[pt] Enable multi-token spell-checking #10052

p-goulart · 2024-01-05T17:01:07Z

I've been having a look at the nightly results and making some changes to our dictionaries, and I think it is time to enable it, with v0.12 of the Portuguese dictionary binaries.

Global changes 🌍

@jaumeortola, in order to get the letter case to work properly (without needing to add all manner of weird variants to multiwords.txt), I made a change to the MultiWordChunk class. Now, in addition to checking Upcased tokens, we also check Titlecased Tokens. To get this to work well, I added a new StringTools method. The new tests should make the intention here clear, but do ask.

⚠️ The lists of titlecasing exceptions were done sort of slapdash, so please review them and approve once you have. @AzadehSafakish, @St-ac-y, @LucieSteib, @mark-baas: specifically, check the word lists in the StringTools class for your language. I am aware titlecasing is not trivial, but all we really need here is something that largely makes sense.

Portuguese changes 🇧🇷

@susanaboatto, changes to multiwords.txt have been tested up the wazoo and compared with the diffs, but still, there might be weirdness, so please do have a cursory look.

There's also a minor change to how we tokenise strings containing %. The current behaviour is just awful, and this change should improve that somewhat. Do note, though, that we may need to supplement it with some XMLage.

- improve handling of percent signs (was: [50%OFF], will be: [50%, OFF]); - add some tests due to the latest dictionary version.

- multitoken suggestions were failing because we were only checking if they were present in the dictionary by upcasing their first letter; - this failed to account for titlecasing (either naively or a little more smartly), which is relatively frequent; - cf. stuff like "The Lord of the Rings".

jaumeortola · 2024-01-05T17:52:39Z

I am not sure about this. It can be useful in some case, but maybe there are some cons.

If there is cordon blue in multiwords.txt, we will accept Cordon Blue, which is fine.
If there is Venus de Milo, accepting Venus De Milo is undesirable. Now, the multitoken spelling rules can provide the right letter casing for Venus de Milo. After this change, we will lose that.

Some non-exhaustive, non-exclusive ideas to make it less risky:

make it configurable per language: different languages can have different needs (including non-premium languages)
do StringTools.titlecaseGlobal, but not WordUtils.capitalize
capitalize only all-lower case expressions (cordon blue, but not Bernat de Ventadorn).

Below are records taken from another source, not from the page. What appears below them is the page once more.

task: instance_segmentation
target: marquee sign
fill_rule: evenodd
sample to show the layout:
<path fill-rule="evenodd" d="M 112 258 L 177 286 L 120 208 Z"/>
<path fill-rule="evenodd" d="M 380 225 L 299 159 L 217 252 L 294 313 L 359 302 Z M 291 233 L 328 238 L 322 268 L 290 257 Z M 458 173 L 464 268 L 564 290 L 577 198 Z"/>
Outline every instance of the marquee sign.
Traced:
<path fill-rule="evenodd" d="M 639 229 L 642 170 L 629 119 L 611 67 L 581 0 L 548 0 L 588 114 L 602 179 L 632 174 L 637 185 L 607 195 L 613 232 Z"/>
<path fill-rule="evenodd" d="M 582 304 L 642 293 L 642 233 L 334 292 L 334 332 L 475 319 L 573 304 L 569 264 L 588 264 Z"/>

jaumeortola · 2024-01-05T18:01:25Z

The test failure in Catalan is an example of the problems I mentioned:

Test failure for rule CA_MULTITOKEN_SPELLING_THREE[1] in file /org/languagetool/rules/ca/grammar.xml (line 43707): "Ossama Bin Laden"
Errors expected: 1
Errors found   : 0
Message: Possible error d'ortografia.

p-goulart · 2024-01-05T18:03:09Z

@jaumeortola, yes, I realised that as soon as the Catalan tests failed. I've just come up with an alternative that only performs those checks for multiwords entries that begin with a lowercase. Those are the ones for which lettercase is likely to be less crucial.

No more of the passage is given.